Explanation for choosing alpha, power and minimum effect size

1)Alpha=

The alpha level, set at 0.05, determines the threshold for significance in hypothesis testing. In this manufacturing dataset, an alpha level of 0.05 means that there’s a 5% chance of incorrectly concluding that there’s a difference in productivity between groups (such as sewing and finishing departments) when there isn’t one

2)Power=

The power level, set at 0.80, indicates the probability of correctly detecting a true difference in productivity between groups if one exists. In other words, it represents the ability of the study to identify meaningful differences.

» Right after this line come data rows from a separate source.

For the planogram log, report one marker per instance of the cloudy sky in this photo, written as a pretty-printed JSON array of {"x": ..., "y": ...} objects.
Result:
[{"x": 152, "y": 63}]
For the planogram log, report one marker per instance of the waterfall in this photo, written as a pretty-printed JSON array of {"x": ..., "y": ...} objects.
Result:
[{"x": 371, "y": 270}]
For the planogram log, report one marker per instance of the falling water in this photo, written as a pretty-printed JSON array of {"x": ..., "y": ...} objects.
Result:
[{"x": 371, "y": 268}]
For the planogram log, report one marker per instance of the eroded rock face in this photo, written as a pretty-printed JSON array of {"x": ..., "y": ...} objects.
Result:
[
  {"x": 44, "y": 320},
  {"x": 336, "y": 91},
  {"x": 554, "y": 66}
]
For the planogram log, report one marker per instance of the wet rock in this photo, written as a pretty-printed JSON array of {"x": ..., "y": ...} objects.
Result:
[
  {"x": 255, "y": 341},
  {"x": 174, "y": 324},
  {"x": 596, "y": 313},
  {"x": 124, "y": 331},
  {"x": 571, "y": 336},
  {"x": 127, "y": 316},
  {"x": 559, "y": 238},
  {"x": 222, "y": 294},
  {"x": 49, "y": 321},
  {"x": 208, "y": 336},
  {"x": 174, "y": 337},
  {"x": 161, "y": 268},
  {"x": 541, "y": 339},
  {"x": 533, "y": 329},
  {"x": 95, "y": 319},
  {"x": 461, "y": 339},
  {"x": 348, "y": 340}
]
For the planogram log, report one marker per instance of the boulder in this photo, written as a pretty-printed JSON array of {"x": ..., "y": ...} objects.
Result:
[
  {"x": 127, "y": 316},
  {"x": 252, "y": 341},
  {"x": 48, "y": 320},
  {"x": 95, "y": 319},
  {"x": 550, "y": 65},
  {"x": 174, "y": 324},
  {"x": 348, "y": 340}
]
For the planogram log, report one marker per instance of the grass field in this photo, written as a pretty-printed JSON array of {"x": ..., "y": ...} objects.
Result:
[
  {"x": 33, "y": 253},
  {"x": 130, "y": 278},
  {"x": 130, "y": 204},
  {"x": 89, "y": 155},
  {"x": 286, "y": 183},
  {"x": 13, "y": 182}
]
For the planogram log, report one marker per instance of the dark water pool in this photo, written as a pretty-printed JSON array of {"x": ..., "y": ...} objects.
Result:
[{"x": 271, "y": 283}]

With a power level of 0.80, there’s an 80% chance of correctly identifying productivity differences between groups like weekdays and weekends or sewing and finishing departments. This ensures that the study has a high likelihood of detecting relevant differences, enhancing the reliability of its findings.

3)Minimum effect size=

The minimum effect size, chosen as 0.50, represents the smallest difference in productivity that the study aims to detect. Specifically, an effect size of 0.50 indicates a moderate difference between groups.

Insights

Null hypothesis 1=

The hypothesis test examines whether there is a significant difference in productivity between the sewing and finishing departments. The test results indicate whether there is evidence to reject the null hypothesis, suggesting that there is indeed a difference in productivity between the two departments.

Null hypothesis 2=

This hypothesis test examines whether there is a significant difference in productivity between weekdays and weekends. The results provide insights into whether productivity levels vary significantly based on the day of the week.